Unbuilt Design Awards Spotlight: Dalian Airport Terminal Competition – Corgan
Continuing our review of the five winning entries leading up to the Unbuilt Design Awards Closing Reception on July 11th at Life in Deep Ellum.
AIA Dallas’ six-week exhibition at Life in Deep Ellum will come to a close on July 11. The closing event at the gallery will include a discussion with the five winning project teams, announcement of the People’s and Press Choice award winners, and a wine and cheese reception. The exhibition aimed to shine a light on experimental design and celebrate progressive architectural concepts. The exhibition opened with an awards announcement by nationally renowned jurors on May 28 as part of AIA Dallas’ new chapter of its Unbuilt Design Awards program. Since the exhibit’s opening, hundreds of votes were cast by Life in Deep Ellum gallery visitors.
The People’s Choice Award winner is based on ballots submitted by those who visited the exhibit. The Press Choice Award winner is determined by local press jurors D Magazine arts editor Peter Simek, Dallas Morning News architecture critic Mark Lamster, Dallas Observer culture editor Lauren Smart, and KERA Art&Seek reporter-producer Jerome Weeks.
The 2015 Unbuilt Design Award Winners were selected and announced on May 28 by nationally renowned jurors Jenny Wu, partner at Oyler Wu Collaborative; Elizabeth Whittaker, AIA, founder and principal at Merge Architects; and Adam Yarinsky, FAIA, principal at Architecture Research Office (ARO).
Since the completion of the Norman Foster designed Terminal 3, the central spine of the Beijing Capital Airport, airports have acted as the symbolic front door to a host of emerging Chinese markets. The functional diagram and progression from Foster’s accomplishment drives the Chinese airport typology. Through a seamless transition between a local transport means and the terminal itself, a visitor is cast through the arrival and departure process as smooth as ever with little in the way to disconnect from views out toward the city or countryside.

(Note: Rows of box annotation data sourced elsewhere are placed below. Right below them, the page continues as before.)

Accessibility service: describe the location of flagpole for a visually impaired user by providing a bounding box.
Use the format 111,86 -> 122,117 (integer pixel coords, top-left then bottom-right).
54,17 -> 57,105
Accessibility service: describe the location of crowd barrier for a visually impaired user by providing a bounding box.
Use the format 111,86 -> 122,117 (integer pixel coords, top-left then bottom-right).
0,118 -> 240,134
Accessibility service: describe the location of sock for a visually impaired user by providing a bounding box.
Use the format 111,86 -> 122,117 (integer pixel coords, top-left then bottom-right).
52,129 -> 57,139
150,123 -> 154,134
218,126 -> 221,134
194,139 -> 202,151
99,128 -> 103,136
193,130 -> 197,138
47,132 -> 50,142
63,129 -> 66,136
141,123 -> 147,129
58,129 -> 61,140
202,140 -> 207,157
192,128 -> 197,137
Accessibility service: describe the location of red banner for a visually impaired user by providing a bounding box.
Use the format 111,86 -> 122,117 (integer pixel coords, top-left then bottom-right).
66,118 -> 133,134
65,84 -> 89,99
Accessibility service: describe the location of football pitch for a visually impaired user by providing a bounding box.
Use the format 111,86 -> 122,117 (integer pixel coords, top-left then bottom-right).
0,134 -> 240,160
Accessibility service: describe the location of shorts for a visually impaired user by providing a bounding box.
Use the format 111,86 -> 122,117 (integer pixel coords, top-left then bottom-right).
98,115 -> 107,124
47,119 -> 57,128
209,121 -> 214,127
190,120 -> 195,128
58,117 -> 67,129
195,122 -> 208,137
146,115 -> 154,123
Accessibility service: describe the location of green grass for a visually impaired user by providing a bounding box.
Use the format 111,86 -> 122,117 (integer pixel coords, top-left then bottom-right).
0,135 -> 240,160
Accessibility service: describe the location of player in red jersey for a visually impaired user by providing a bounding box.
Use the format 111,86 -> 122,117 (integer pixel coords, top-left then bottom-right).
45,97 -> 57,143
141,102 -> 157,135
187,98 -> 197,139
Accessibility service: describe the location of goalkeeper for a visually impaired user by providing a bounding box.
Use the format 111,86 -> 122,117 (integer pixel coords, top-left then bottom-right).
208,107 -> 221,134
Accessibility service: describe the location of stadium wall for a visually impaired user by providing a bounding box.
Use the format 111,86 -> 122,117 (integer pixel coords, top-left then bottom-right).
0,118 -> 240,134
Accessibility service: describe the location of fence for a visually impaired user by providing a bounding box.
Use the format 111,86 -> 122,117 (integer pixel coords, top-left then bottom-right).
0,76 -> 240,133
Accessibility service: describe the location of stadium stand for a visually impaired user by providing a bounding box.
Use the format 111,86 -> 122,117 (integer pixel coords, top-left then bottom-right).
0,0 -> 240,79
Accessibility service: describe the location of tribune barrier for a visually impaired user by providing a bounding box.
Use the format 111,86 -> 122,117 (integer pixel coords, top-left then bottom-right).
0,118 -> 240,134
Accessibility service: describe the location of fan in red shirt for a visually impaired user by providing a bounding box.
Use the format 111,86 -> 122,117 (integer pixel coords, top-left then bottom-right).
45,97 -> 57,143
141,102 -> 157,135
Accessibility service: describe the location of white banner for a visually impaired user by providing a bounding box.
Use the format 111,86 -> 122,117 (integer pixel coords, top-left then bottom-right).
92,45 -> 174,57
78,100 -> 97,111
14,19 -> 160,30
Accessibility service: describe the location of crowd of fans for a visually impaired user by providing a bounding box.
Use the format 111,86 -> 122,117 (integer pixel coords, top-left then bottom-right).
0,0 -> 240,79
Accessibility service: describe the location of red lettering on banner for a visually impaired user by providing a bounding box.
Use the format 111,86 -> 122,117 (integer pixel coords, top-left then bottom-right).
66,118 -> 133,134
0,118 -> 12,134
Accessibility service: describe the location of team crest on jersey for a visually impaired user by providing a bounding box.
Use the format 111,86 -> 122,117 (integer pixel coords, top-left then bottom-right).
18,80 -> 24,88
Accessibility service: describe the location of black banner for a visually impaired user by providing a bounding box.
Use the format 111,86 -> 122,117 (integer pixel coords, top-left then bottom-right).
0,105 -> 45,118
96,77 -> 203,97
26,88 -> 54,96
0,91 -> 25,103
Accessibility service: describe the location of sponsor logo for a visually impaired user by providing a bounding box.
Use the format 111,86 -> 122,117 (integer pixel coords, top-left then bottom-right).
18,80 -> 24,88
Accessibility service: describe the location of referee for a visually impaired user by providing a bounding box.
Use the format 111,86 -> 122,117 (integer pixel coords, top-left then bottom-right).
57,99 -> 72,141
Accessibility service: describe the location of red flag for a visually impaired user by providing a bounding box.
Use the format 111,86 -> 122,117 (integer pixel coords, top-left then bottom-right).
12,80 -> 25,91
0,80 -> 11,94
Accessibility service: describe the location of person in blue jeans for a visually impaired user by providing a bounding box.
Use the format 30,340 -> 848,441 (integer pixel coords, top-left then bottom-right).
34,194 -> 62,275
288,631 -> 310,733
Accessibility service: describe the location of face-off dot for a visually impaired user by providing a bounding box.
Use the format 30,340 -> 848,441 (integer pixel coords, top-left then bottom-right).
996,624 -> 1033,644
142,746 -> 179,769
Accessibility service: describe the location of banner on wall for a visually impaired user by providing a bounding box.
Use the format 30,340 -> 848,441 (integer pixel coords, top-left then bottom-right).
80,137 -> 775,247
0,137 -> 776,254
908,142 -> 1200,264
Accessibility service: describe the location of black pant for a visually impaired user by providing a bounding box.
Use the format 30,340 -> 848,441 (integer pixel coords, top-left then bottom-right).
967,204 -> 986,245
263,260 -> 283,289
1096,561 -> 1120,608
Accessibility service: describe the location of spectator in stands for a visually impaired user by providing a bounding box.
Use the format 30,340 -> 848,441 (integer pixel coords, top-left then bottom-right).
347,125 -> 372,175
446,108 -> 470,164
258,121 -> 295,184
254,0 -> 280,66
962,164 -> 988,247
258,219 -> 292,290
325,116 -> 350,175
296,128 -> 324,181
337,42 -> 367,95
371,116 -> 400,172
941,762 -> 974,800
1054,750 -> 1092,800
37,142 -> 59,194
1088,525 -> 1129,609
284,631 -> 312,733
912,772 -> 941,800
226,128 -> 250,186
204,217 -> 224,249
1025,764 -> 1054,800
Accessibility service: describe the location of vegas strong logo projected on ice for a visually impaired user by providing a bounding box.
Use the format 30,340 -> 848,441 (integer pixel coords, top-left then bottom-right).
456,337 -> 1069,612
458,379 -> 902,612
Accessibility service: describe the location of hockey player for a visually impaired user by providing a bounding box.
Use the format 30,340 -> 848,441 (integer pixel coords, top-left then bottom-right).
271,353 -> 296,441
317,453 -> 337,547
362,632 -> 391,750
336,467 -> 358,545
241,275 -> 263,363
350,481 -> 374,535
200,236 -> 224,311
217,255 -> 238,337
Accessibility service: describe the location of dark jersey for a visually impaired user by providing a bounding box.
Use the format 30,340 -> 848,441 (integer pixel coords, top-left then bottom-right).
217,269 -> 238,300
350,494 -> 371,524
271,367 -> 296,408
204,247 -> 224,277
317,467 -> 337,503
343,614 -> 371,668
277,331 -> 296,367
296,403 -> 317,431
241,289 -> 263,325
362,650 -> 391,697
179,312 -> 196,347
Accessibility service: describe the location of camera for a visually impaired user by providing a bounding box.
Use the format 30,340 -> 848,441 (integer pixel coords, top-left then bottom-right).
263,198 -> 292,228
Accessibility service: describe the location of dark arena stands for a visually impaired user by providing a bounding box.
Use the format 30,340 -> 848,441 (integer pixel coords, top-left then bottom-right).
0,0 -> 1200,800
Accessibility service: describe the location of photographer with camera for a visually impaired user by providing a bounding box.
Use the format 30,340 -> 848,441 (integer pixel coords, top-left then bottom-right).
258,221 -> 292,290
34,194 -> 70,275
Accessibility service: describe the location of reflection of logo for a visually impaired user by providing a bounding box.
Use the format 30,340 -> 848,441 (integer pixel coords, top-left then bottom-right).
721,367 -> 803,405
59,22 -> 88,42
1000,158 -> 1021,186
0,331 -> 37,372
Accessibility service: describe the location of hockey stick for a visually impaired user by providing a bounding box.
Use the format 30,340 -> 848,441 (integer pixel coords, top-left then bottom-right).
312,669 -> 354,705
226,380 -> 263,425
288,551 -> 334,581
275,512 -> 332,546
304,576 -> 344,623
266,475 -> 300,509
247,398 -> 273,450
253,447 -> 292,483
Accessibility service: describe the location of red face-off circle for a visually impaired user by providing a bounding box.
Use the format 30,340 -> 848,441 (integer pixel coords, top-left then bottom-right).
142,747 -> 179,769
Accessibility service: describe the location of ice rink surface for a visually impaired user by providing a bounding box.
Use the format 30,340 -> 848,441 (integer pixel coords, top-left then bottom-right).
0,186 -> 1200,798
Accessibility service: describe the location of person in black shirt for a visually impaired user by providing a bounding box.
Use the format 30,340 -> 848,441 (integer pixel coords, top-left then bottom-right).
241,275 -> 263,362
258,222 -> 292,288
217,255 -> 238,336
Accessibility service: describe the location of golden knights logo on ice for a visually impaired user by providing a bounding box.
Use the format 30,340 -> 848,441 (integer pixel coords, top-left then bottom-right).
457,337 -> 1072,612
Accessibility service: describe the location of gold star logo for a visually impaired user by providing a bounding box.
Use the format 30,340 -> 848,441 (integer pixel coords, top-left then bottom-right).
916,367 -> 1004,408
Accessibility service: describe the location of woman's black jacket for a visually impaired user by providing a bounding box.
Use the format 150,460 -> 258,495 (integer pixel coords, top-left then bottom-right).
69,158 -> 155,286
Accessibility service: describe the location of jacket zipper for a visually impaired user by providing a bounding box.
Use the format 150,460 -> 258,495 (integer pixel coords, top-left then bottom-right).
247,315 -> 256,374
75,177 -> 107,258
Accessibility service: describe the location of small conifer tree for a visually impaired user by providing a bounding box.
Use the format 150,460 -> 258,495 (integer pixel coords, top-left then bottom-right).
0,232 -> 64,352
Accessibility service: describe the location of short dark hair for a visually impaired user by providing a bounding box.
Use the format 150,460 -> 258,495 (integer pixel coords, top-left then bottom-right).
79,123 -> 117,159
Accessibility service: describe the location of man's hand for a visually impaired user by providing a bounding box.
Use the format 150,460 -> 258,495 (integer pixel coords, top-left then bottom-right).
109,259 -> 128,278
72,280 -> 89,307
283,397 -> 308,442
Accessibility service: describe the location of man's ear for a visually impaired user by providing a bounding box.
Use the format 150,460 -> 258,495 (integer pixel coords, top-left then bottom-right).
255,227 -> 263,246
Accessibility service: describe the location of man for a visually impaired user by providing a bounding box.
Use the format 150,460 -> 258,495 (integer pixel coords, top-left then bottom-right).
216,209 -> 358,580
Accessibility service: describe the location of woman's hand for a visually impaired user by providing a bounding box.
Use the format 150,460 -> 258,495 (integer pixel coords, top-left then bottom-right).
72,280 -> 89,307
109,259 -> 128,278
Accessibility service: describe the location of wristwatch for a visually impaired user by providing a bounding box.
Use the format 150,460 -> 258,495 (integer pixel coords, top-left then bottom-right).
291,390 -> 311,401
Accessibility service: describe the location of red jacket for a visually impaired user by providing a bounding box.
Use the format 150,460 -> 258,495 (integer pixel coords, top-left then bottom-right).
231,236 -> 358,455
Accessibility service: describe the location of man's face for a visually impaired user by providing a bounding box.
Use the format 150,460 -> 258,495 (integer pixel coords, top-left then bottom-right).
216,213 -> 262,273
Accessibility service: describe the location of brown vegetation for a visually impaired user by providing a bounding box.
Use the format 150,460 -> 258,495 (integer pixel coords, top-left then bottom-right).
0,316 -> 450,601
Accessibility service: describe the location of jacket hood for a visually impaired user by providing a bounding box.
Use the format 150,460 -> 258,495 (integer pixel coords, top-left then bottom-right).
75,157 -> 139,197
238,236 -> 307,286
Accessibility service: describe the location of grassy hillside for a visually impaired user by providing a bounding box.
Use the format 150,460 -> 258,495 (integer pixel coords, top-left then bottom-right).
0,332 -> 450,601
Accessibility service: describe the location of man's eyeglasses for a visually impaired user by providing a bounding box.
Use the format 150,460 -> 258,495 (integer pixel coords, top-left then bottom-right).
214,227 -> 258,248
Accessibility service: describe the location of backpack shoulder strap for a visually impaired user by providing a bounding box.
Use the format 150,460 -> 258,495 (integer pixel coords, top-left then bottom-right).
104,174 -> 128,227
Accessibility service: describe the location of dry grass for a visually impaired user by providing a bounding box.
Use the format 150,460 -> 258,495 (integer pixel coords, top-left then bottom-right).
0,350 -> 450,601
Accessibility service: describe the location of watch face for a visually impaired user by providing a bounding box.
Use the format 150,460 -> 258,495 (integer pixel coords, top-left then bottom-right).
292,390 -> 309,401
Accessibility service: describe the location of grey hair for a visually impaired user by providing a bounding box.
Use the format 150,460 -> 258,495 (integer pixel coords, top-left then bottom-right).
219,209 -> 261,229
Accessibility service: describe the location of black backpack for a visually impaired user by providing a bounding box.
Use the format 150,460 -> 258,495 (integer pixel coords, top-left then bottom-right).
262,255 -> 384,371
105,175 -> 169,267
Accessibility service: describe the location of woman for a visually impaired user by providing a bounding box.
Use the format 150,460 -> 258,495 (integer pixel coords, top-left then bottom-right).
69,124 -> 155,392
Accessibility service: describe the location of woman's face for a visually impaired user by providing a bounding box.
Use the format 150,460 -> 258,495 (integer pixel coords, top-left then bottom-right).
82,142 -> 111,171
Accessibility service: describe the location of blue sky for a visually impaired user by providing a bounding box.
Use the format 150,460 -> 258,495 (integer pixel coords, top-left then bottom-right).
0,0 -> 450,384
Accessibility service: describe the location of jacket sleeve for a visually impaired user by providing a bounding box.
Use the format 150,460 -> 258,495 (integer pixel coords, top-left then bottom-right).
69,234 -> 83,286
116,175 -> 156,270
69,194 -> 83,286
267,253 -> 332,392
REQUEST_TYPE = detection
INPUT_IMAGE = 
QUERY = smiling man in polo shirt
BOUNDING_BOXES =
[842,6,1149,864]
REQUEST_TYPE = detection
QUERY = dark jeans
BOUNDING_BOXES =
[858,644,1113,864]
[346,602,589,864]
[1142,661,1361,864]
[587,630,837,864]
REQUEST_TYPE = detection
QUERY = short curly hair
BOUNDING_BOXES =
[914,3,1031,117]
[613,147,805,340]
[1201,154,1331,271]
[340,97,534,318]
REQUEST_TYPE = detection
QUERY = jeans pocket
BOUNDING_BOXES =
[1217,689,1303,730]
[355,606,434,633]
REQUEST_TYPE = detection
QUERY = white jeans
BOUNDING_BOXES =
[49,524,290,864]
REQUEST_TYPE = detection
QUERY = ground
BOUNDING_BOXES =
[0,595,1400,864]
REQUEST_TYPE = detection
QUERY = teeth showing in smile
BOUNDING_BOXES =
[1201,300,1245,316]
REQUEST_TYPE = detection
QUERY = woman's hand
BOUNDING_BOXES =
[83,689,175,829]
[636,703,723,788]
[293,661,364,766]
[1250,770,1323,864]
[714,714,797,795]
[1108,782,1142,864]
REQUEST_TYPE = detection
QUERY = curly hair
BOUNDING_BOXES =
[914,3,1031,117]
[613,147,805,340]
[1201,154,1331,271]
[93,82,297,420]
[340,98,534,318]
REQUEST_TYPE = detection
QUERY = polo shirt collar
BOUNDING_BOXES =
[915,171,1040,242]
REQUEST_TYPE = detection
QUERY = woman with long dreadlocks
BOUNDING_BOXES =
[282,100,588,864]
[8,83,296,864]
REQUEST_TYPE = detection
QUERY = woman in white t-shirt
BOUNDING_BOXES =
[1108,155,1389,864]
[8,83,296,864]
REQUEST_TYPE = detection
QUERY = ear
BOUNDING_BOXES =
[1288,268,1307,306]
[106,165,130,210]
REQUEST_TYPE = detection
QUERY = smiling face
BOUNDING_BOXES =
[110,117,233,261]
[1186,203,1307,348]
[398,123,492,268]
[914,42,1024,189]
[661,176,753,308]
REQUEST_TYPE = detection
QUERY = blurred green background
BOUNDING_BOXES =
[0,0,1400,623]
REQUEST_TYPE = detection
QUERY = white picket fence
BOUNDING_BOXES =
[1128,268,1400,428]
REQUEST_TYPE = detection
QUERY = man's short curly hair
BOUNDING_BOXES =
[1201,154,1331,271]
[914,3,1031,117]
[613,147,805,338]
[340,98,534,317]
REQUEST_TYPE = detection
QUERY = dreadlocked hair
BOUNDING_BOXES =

Corgan’s scheme for the Dalian Airport Competition arranges the program around the key nodes inherent to the modern Chinese Airport Diagram: Arrival, Ticketing/Security, and the Departure Gates. The magnitude of the second node drives the form generating a seamless connection volumetrically from intersecting circulation to roof. 101 gates, in symmetrical fashion, splay from the central node. Each departure and arrival arm centers around a double height impluvium bringing a touch inbound within the seating space.
The design is elegantly simple, focusing purely on the transmission of light and the connection of view through enhanced depth. The broad, low-slung form reflects the cross-section of airflow through the flight path. Openings evocative of the scaled roof forms found on Beijing Terminal 3 take an impressive step forward through a poured form that filters daylight through the depths of the central hall.
Once complete, the airport will serve as the largest air transport hub in North Central China.